But not everyone wants that for themselves.  In reality, few do.  “Capacity” to make decisions can be a very fluid thing.  And the decisions we make may not always be considered good decisions by someone else.  The fact is, we are allowed to make poor decisions.  We can neglect our health.  We can give away our money.  My adult children may not like the fact I have decided to marry my 21-year-old caregiver, but I may have the right to make that decision.

So what do you do about someone who knows what is going on, can express their wishes to some degree, and is perfectly content to stay in their environment and even die in their environment?  Or maybe that person will concede to having someone make decisions for them, but they want to choose who it is, and it may not be the Petitioner. 
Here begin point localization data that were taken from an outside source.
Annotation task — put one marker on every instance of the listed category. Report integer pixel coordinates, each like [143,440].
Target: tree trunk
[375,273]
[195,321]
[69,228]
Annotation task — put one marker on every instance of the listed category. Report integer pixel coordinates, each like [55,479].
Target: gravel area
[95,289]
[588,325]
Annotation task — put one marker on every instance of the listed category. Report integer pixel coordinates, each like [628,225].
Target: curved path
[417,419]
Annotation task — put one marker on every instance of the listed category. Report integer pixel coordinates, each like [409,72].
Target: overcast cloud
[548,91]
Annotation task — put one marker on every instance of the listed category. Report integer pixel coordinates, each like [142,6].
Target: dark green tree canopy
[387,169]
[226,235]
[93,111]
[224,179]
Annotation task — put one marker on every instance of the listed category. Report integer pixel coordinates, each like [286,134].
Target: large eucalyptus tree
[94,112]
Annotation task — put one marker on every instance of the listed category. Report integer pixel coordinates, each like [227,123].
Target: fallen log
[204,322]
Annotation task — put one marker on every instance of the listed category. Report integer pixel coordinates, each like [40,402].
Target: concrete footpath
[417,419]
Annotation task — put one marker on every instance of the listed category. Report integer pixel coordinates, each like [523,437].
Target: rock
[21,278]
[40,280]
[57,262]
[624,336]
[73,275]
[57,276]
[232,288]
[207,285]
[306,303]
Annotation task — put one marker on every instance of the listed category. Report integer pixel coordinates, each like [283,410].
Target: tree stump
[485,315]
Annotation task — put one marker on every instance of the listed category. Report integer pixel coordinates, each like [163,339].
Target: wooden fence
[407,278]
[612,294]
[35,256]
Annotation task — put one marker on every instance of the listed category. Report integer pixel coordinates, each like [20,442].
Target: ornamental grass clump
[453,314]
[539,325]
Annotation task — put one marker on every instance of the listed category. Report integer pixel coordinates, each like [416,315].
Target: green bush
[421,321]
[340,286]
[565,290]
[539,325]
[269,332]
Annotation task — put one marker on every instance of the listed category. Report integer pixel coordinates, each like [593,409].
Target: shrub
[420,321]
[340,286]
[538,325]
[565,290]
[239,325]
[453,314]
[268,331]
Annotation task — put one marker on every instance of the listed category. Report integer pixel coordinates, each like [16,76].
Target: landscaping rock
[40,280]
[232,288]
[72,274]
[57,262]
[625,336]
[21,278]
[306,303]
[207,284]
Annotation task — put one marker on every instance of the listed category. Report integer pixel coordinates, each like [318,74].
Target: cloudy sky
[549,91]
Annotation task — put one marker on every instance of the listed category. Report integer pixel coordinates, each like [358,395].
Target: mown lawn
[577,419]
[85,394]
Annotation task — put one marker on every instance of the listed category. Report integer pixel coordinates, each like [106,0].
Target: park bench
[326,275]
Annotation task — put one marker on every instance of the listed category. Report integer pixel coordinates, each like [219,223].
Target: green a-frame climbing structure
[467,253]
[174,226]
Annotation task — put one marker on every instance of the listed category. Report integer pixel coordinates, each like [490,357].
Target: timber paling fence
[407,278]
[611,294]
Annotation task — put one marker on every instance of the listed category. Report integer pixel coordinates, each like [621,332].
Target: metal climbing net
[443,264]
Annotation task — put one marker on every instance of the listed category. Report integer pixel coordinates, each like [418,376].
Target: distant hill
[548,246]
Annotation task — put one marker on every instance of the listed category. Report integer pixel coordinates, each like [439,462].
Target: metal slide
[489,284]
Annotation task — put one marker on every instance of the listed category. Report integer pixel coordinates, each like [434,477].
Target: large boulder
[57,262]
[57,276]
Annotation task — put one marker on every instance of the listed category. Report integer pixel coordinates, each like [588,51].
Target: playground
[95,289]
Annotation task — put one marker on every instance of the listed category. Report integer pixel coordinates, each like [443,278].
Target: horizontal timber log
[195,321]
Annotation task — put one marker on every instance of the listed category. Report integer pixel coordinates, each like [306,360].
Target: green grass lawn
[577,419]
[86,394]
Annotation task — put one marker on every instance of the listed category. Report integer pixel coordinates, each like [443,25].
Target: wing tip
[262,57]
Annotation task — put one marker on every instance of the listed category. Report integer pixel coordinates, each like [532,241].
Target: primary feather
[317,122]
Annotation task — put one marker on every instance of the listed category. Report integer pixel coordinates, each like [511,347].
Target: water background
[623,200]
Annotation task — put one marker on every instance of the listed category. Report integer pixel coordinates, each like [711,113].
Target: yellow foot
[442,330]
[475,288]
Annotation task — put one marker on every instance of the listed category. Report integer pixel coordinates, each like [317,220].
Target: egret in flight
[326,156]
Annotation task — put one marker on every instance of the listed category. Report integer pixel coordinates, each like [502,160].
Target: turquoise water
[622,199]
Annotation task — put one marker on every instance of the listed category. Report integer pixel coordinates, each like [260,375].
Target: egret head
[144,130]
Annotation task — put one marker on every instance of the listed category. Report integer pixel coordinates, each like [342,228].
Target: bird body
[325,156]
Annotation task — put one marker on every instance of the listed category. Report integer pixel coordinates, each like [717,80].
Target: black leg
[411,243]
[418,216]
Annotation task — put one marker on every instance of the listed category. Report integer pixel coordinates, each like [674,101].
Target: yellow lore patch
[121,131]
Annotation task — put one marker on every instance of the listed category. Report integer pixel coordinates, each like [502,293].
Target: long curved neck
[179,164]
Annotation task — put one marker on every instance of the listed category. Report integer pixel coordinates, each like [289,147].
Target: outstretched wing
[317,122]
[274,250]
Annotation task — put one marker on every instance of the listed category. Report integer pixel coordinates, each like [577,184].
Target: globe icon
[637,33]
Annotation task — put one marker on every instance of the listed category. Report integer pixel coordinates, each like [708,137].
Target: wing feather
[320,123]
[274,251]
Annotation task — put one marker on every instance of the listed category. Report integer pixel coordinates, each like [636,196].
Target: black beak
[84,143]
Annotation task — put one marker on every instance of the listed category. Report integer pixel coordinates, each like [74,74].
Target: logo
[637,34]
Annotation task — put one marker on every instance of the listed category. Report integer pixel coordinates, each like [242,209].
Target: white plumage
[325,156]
As an attorney for the alleged incapacitated person, if he or she can tell me what they want, I will do my best to treat them as normally as I would any other client and advocate for their position.  I will also treat them with respect and dignity, even if others do not.  The rules allow very limited situations in which I can go against my clients stated wishes to protect them from a risk of substantial physical or financial harm.  The rules, however, do not require me to take protective action. 

Every human being deserves to have a voice.  Every human being is entitled to what is referred to in the law as substantive and procedural due process – protection of their fundamental rights and particularly the right to notice and an opportunity to be heard in court.  Even those alleged to have diminished capacity deserve to have a voice.